Climate change service releases enhanced multi-model seasonal forecasts

26 November 2018

Woodland in the four seasons

The Copernicus Climate Change Service (C3S), implemented by ECMWF on behalf of the EU, upgraded its seasonal forecast products on 13 November. Forecasts are now available from five models compared to three before, and one of the original models has been upgraded to a new version.

The contributing centres are Météo-France, the UK Met Office, ECMWF and now also the German national meteorological service (DWD) and the Euro-Mediterranean Center on Climate Change (CMCC).
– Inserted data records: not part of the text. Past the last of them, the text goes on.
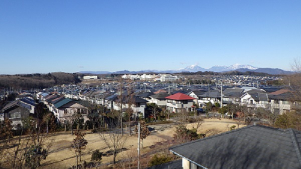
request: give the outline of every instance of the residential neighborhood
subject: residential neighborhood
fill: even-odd
[[[151,78],[130,78],[124,80],[130,81],[124,81],[121,83],[112,81],[110,83],[97,82],[95,85],[92,82],[87,85],[86,79],[92,81],[99,80],[95,76],[90,76],[83,78],[83,82],[81,84],[64,84],[31,91],[5,89],[2,91],[2,93],[4,94],[2,98],[3,101],[7,103],[5,103],[1,109],[0,120],[11,120],[12,129],[17,131],[27,125],[24,123],[26,122],[24,119],[27,118],[32,117],[39,119],[39,113],[41,113],[41,107],[44,107],[43,111],[46,111],[50,115],[52,114],[53,117],[51,118],[57,124],[56,127],[61,128],[61,131],[66,133],[70,130],[73,133],[74,130],[95,130],[96,127],[103,126],[121,127],[122,134],[130,135],[134,134],[133,128],[139,119],[158,124],[161,121],[176,124],[180,121],[177,121],[179,120],[179,117],[185,112],[188,116],[191,116],[190,121],[195,120],[192,119],[198,117],[204,119],[224,120],[229,119],[234,120],[233,124],[241,123],[241,125],[245,123],[250,126],[255,124],[256,125],[252,127],[256,128],[254,131],[256,132],[256,130],[260,130],[262,127],[267,130],[272,129],[272,128],[264,128],[260,125],[273,126],[277,117],[296,111],[298,105],[297,101],[292,99],[295,86],[264,85],[266,83],[264,79],[277,81],[280,77],[270,79],[254,76],[245,78],[209,76],[207,78],[211,81],[211,84],[193,84],[193,81],[190,81],[189,77],[182,76],[179,78],[182,82],[170,80],[163,83]],[[121,77],[124,79],[126,76]],[[142,77],[151,76],[144,74]],[[229,82],[230,81],[228,79],[231,79],[232,82]],[[250,81],[252,82],[250,83]],[[254,85],[254,83],[256,84]],[[244,85],[238,85],[238,83]],[[12,95],[15,96],[14,99],[11,98]],[[117,119],[114,118],[119,118],[118,115],[112,118],[112,115],[110,115],[116,112],[120,113],[123,119],[121,124],[118,123],[120,122],[118,122],[118,120],[116,121]],[[271,118],[271,116],[274,117]],[[94,121],[97,119],[100,121]],[[239,131],[245,131],[244,128],[241,128]],[[47,128],[47,130],[49,129]],[[293,131],[294,133],[296,133],[296,131]],[[236,129],[230,133],[239,132]],[[244,134],[247,134],[248,132],[244,132]],[[226,133],[221,134],[221,138],[223,135],[228,135]],[[212,138],[206,137],[205,139],[213,140],[215,137],[212,137]],[[201,141],[200,142],[206,142],[201,140],[203,139],[200,140]],[[258,140],[258,141],[261,141]],[[185,145],[183,144],[183,147]],[[264,146],[264,143],[260,146]],[[170,148],[172,153],[176,156],[178,155],[177,158],[182,158],[182,160],[167,162],[168,167],[170,164],[175,166],[173,168],[214,168],[215,166],[222,166],[224,163],[221,158],[221,161],[218,162],[220,164],[217,165],[215,162],[215,165],[217,165],[211,166],[204,162],[190,158],[192,155],[184,154],[174,147],[178,147],[177,145],[174,145]],[[187,149],[183,148],[180,149]],[[210,153],[209,150],[201,151]],[[241,153],[247,153],[248,150],[246,151]],[[193,152],[192,150],[190,151]],[[204,157],[201,158],[204,159]],[[245,162],[242,161],[241,162]],[[237,166],[239,165],[237,164]],[[158,167],[164,168],[164,165],[163,164]],[[155,168],[154,166],[149,168]]]
[[[301,169],[301,1],[2,1],[0,169]]]

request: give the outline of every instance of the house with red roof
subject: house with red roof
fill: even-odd
[[[188,111],[193,105],[193,100],[195,98],[188,95],[178,93],[165,97],[167,99],[167,109],[171,112],[179,112],[185,109]]]

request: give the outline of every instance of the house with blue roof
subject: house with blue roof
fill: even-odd
[[[81,114],[84,122],[88,120],[88,108],[78,102],[68,98],[59,99],[53,104],[54,115],[59,122],[65,123],[75,113]]]

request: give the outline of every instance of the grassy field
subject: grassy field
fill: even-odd
[[[187,128],[191,128],[194,124],[188,124]],[[235,121],[229,119],[204,119],[201,127],[199,128],[199,133],[206,133],[207,136],[225,132],[230,130],[230,127],[237,124]],[[152,151],[152,145],[157,142],[166,141],[172,139],[174,133],[175,125],[174,124],[152,125],[154,126],[154,130],[151,132],[143,141],[143,148],[141,150],[141,154]],[[239,127],[243,125],[240,125]],[[136,155],[137,147],[137,138],[136,136],[129,136],[126,134],[126,141],[124,144],[125,149],[118,153],[117,160],[127,158],[129,156]],[[67,168],[76,164],[76,157],[73,150],[70,147],[74,135],[70,134],[58,134],[52,136],[49,140],[52,141],[52,146],[50,148],[49,154],[46,159],[42,161],[41,168]],[[82,156],[82,161],[90,161],[92,152],[99,149],[100,151],[104,152],[106,155],[102,157],[101,163],[111,162],[113,160],[112,155],[108,154],[109,149],[106,147],[103,141],[98,133],[87,133],[85,139],[88,141],[86,149]],[[107,153],[106,153],[107,152]]]

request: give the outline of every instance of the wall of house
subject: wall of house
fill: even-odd
[[[190,169],[190,162],[186,159],[182,158],[182,167],[183,169]]]
[[[285,112],[289,112],[291,110],[290,102],[284,100],[271,100],[271,111],[273,113],[279,112],[282,114]]]

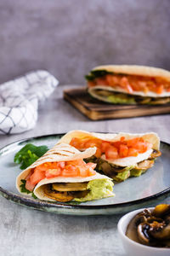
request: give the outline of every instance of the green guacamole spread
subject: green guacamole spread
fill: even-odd
[[[85,197],[75,198],[74,201],[82,202],[113,196],[113,185],[112,181],[106,178],[91,180],[88,182],[87,187],[89,193]]]

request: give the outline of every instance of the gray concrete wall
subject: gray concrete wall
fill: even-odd
[[[82,84],[100,64],[170,70],[169,0],[0,0],[0,82],[45,68]]]

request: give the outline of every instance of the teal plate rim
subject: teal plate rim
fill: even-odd
[[[38,139],[42,139],[42,138],[46,138],[46,137],[62,137],[64,136],[65,133],[56,133],[56,134],[48,134],[48,135],[42,135],[42,136],[37,136],[37,137],[29,137],[29,138],[26,138],[26,139],[21,139],[21,140],[18,140],[15,141],[14,143],[9,143],[4,147],[3,147],[2,148],[0,148],[0,155],[2,154],[4,154],[5,152],[8,151],[10,149],[10,148],[13,148],[14,145],[20,145],[23,143],[27,143],[30,142],[31,140],[38,140]],[[170,144],[165,142],[161,141],[161,143],[163,145],[167,145],[167,147],[170,147]],[[151,202],[153,204],[155,200],[163,200],[167,197],[168,197],[170,195],[170,187],[168,187],[166,189],[163,189],[162,191],[159,192],[159,193],[156,193],[152,195],[144,197],[144,198],[141,198],[141,199],[138,199],[138,200],[134,200],[134,201],[129,201],[128,202],[122,202],[122,203],[116,203],[116,204],[110,204],[110,205],[98,205],[98,206],[84,206],[84,205],[81,205],[81,204],[71,204],[71,203],[60,203],[60,202],[51,202],[51,201],[43,201],[41,200],[37,200],[37,199],[33,199],[33,198],[29,198],[26,197],[25,195],[18,195],[13,192],[10,192],[3,188],[2,188],[0,186],[0,195],[3,195],[4,198],[12,201],[15,203],[18,203],[20,205],[24,205],[26,207],[31,207],[31,208],[34,208],[37,210],[41,210],[41,211],[45,211],[45,212],[48,212],[48,208],[56,208],[56,209],[74,209],[74,210],[105,210],[105,209],[122,209],[121,212],[117,212],[116,211],[116,212],[109,212],[108,213],[103,213],[103,212],[99,212],[99,213],[94,213],[93,212],[92,214],[88,214],[88,215],[100,215],[100,214],[114,214],[114,213],[122,213],[122,212],[128,212],[128,208],[129,207],[134,208],[133,207],[138,207],[139,205],[144,205],[145,202]],[[125,210],[123,211],[123,208],[125,208]],[[54,211],[49,211],[49,212],[54,212]],[[54,212],[55,212],[55,211]],[[75,213],[75,212],[73,212],[73,213],[69,213],[69,212],[57,212],[57,213],[63,213],[63,214],[73,214],[73,215],[82,215],[81,214],[76,214]]]

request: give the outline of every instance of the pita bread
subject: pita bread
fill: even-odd
[[[78,159],[85,159],[92,156],[96,152],[96,148],[89,148],[83,152],[80,152],[78,149],[74,147],[66,144],[66,143],[57,143],[51,149],[47,151],[42,157],[40,157],[37,161],[32,165],[24,170],[16,178],[16,188],[20,193],[20,184],[21,179],[26,179],[30,172],[47,162],[57,162],[57,161],[70,161]],[[48,179],[49,180],[49,179]],[[26,194],[26,193],[23,193]]]
[[[138,65],[104,65],[94,67],[93,70],[105,69],[108,72],[140,75],[146,77],[159,77],[170,81],[170,72],[162,68],[138,66]]]
[[[153,149],[159,150],[160,148],[160,139],[156,133],[148,132],[148,133],[96,133],[89,132],[82,130],[74,130],[66,133],[62,138],[59,141],[60,143],[70,143],[73,137],[83,138],[99,138],[107,142],[116,142],[121,139],[122,137],[125,137],[125,140],[129,140],[135,137],[142,137],[144,141],[152,143]]]

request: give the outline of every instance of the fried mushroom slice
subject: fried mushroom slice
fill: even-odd
[[[70,201],[74,199],[74,195],[71,192],[59,192],[51,189],[50,185],[44,187],[44,194],[46,196],[58,201]]]
[[[88,189],[82,191],[57,191],[50,184],[44,186],[44,194],[47,197],[61,202],[71,201],[74,198],[85,197],[88,192]]]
Météo-France’s new operational seasonal forecasting system, System 6, has replaced their previous system in the C3S multi-model line-up.
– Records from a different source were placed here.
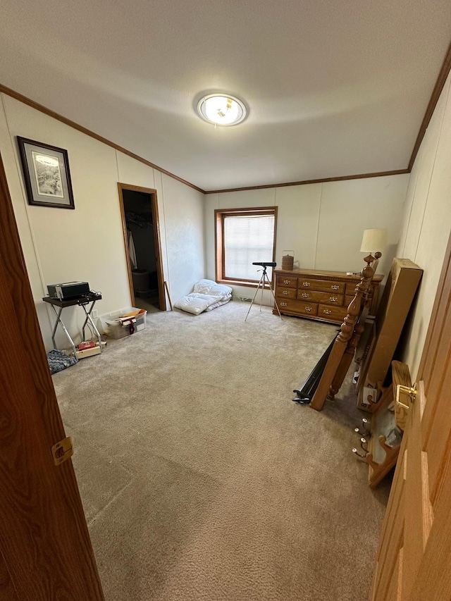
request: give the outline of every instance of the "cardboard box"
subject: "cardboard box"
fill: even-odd
[[[376,316],[376,337],[360,370],[359,409],[371,412],[374,407],[365,402],[364,388],[381,389],[422,275],[409,259],[393,259]]]

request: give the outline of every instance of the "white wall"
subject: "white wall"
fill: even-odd
[[[378,268],[387,274],[400,238],[408,175],[206,194],[205,238],[207,278],[214,279],[214,209],[277,206],[276,261],[295,251],[295,266],[360,271],[363,231],[388,230],[388,247]],[[259,277],[257,274],[257,278]],[[233,286],[234,294],[252,297],[254,290]],[[269,292],[264,300],[271,304]]]
[[[448,77],[410,174],[397,252],[424,270],[403,357],[412,381],[416,377],[451,230],[450,96]]]
[[[33,297],[46,348],[51,348],[47,285],[73,280],[100,290],[99,314],[130,305],[117,182],[157,192],[164,279],[173,302],[204,276],[204,194],[51,117],[1,94],[4,160]],[[16,136],[68,150],[75,211],[27,204]],[[64,309],[78,337],[84,314]],[[58,328],[59,329],[59,328]],[[78,338],[79,340],[79,337]],[[58,345],[67,347],[63,335]]]

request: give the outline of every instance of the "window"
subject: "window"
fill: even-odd
[[[276,206],[215,211],[218,281],[259,282],[261,268],[252,263],[274,261],[276,217]],[[272,279],[271,268],[268,277]]]

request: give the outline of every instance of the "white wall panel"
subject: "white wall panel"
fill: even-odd
[[[207,277],[214,278],[214,209],[278,206],[276,260],[295,251],[295,265],[307,269],[360,271],[363,230],[388,230],[388,247],[378,272],[386,273],[398,242],[409,176],[388,175],[206,196]],[[253,288],[233,286],[237,296],[252,297]],[[271,304],[269,292],[264,302]]]
[[[406,216],[403,256],[424,271],[405,334],[403,360],[416,379],[432,313],[435,293],[451,231],[451,99],[450,78],[421,144],[411,177],[419,171],[412,208]]]
[[[3,95],[2,100],[0,151],[47,349],[54,320],[42,301],[47,284],[89,282],[102,293],[96,305],[99,315],[130,304],[118,181],[157,190],[163,270],[165,277],[173,276],[174,296],[190,292],[204,277],[204,194],[169,178],[163,186],[152,168],[10,97]],[[75,210],[27,204],[18,135],[67,149]],[[78,307],[63,311],[64,323],[78,339],[83,316]],[[68,347],[62,333],[57,344]]]
[[[384,228],[387,247],[378,273],[386,275],[399,241],[408,180],[407,175],[387,175],[323,184],[315,267],[360,271],[364,230]]]

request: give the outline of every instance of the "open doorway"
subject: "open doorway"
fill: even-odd
[[[118,187],[132,304],[148,312],[166,311],[156,191]]]

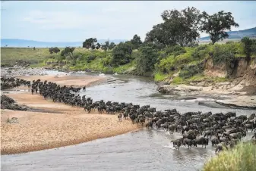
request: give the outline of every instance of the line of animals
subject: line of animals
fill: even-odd
[[[218,152],[224,147],[232,148],[242,138],[246,136],[248,129],[251,132],[256,130],[255,113],[247,117],[236,116],[235,112],[179,113],[176,109],[156,111],[155,107],[150,107],[150,105],[140,107],[131,103],[104,102],[103,100],[93,102],[91,98],[87,98],[85,95],[81,97],[78,93],[80,91],[85,91],[86,87],[61,86],[55,82],[46,80],[43,82],[40,79],[33,80],[32,85],[26,80],[14,78],[4,79],[4,82],[11,82],[11,85],[27,86],[31,87],[32,94],[39,91],[45,98],[84,107],[88,113],[96,109],[100,113],[119,113],[119,121],[130,118],[133,123],[143,125],[147,120],[147,129],[156,127],[156,129],[169,131],[170,134],[174,132],[181,132],[182,138],[172,141],[173,147],[177,150],[182,145],[187,145],[188,148],[198,145],[206,148],[210,141],[212,146],[216,147],[216,152]],[[256,139],[256,132],[251,138]]]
The forecasts include data and graphical products for several variables, including air and sea-surface temperature, atmospheric circulation and precipitation up to six months ahead.

Multi-model seasonal forecast of temperature anomalies

Example C3S multi-model forecast from 1 November 2018 of the ensemble mean 2-metre temperature anomaly for December 2018 – February 2019. Prominent features include higher than normal temperatures predicted for the Arctic region and the tropical Pacific.
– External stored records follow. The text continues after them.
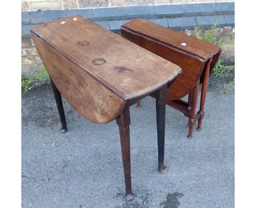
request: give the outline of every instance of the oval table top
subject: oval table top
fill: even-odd
[[[155,91],[182,71],[82,16],[48,22],[31,32],[124,101]]]

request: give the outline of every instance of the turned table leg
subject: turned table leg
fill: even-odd
[[[122,151],[123,164],[125,181],[125,199],[131,200],[135,195],[132,191],[131,178],[131,154],[130,151],[130,111],[128,104],[125,107],[122,113],[117,119],[119,127],[120,139]]]
[[[212,59],[209,60],[206,63],[206,70],[205,72],[205,76],[202,84],[202,92],[201,93],[201,102],[200,102],[200,108],[198,113],[200,114],[200,118],[198,120],[198,126],[196,130],[197,131],[201,131],[201,126],[202,125],[202,120],[205,115],[205,112],[203,111],[203,108],[205,107],[205,99],[206,98],[206,93],[207,91],[208,87],[208,81],[209,80],[210,75],[210,68],[211,65],[211,62]]]
[[[190,117],[189,118],[188,125],[189,126],[189,134],[188,138],[191,139],[192,138],[192,133],[193,131],[193,127],[195,125],[195,111],[196,108],[196,103],[197,102],[197,95],[198,90],[199,88],[200,79],[196,82],[195,87],[193,90],[193,98],[191,101],[191,108]]]
[[[139,100],[138,102],[137,102],[137,107],[138,108],[141,108],[141,101],[140,100]]]
[[[67,123],[66,122],[65,114],[63,108],[62,100],[61,100],[61,95],[50,78],[50,80],[51,81],[54,97],[55,98],[56,103],[57,104],[57,108],[58,108],[59,114],[60,115],[61,122],[62,127],[60,131],[61,133],[65,133],[67,131]]]
[[[167,86],[165,85],[155,93],[156,126],[158,129],[158,170],[164,173],[167,168],[164,165],[165,155],[165,102]]]

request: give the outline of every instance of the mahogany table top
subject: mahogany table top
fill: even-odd
[[[207,60],[221,50],[219,47],[213,44],[139,18],[131,20],[123,25],[121,27],[141,34],[203,60]]]
[[[124,101],[153,92],[181,72],[177,65],[79,15],[45,23],[31,33]]]

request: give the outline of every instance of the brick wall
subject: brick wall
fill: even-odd
[[[84,9],[133,5],[169,4],[199,2],[234,2],[232,0],[21,0],[22,11]]]
[[[105,28],[118,32],[121,25],[141,17],[175,30],[189,32],[198,26],[234,30],[235,4],[219,0],[22,0],[22,76],[43,66],[30,35],[31,28],[43,22],[81,15]],[[220,29],[220,30],[222,29]],[[234,36],[234,33],[232,35]],[[233,37],[234,38],[234,37]],[[223,59],[234,63],[234,39],[224,47]],[[226,51],[226,53],[225,53]],[[223,56],[224,55],[224,56]]]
The seasonal forecasts will continue to be issued every month on the 13th at 12 UTC. Forecast charts can be accessed on the C3S website and the data is available through the C3S Climate Data Store (CDS), which also provides documentation on the new system.

Skill of seasonal forecasts

Seasonal forecasts cannot predict the weather on particular days and in particular locations. They can, however, highlight the potential for average conditions in a particular region to be above or below what is usual for the time of year.

The average skill of such predictions varies by season and geographic location. A map showing the average skill of ECMWF’s seasonal ensemble mean 2-metre temperature forecasts from 1 November for the December to February period, for example, shows that the skill tends to be low over Europe.

SEAS5 2 m temperature forecast skill chart

The skill of seasonal forecasts varies by season and by geographic location. In ECMWF’s SEAS5 system, it tends to be relatively low over Europe. The chart shows the anomaly correlation for ensemble mean 2-metre temperature predictions for December–January–February from 1 November for SEAS5. The anomaly correlation is a measure of skill. A value of 1 corresponds to a perfect deterministic forecast, while 0 means no skill.

Experience shows that on average multi-model seasonal forecasts perform better than any single system. They also provide additional information on the degree of uncertainty that comes with any forecast.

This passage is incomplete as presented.